Stealing from FOSS is awful, because it completely violates the social contract under which that code was shared.


You're still mixing up contributor license agreements with the kind of arrangements where the copyright is actually transferred and assigned "away" from the creator to another copyright holder (generally a copyright assignment agreement). This is far less common than CLAs.

I don't know what you mean by a rugpull exactly, but of course in theory you can grant/obtain very extensive rights under a CLA as well, including eg the permission to relicense your contributions under whatever terms the licensee prefers. CLAs are a great way to centralize the IPR in an open source project for practical purposes like license enforcement, but in case the CLA terms allow it, the central governing entity could also obtain the right to switch the license even to a, say, commercial one. (Such terms would usually be a red flag for contributors though.) And in any case, that kind of CLA wouldn't still close off the code already released under the previous open-source license, and neither would it prevent you from licensing your own contributions under terms of your choice.

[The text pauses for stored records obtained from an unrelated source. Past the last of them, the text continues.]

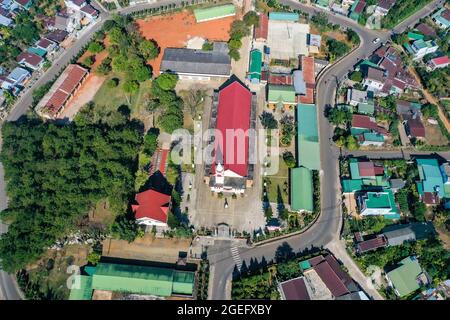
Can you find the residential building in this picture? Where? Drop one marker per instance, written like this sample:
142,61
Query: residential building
405,279
357,9
377,203
64,88
439,62
192,64
374,79
383,7
138,279
213,13
420,48
431,184
30,60
442,18
280,96
262,30
234,108
308,148
301,192
255,66
152,208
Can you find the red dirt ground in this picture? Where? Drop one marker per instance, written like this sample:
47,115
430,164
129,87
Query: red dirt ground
175,30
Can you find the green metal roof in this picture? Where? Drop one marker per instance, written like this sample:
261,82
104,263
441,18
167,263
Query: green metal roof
84,292
205,14
281,94
284,16
308,153
366,108
255,64
139,279
301,189
404,278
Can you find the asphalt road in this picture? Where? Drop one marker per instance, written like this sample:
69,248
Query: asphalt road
327,227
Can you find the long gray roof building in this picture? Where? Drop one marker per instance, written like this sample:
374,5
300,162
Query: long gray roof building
200,63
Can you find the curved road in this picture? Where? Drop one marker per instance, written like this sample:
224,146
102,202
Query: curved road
326,231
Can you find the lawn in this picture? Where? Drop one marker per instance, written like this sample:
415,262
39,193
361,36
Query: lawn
112,98
279,181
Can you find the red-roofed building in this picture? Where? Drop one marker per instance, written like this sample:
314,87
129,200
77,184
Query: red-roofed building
30,60
61,91
230,169
152,208
262,30
439,62
309,77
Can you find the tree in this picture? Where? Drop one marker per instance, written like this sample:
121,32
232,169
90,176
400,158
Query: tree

The whole point of software licenses is that the copyright holder DOESN'T change. The author retains the rights, and LICENSES them. So, in fact, no rights are given away, they are licensed.

It is still that person creation. Not sure about American law, but AFAIR in my country you can't remove the author from creative work (like source code), you can move the financial beneficiary of that code, but that's it.

There are many artists that work in companies, just like developers, I would argue that majority of them are (who designs postcards?)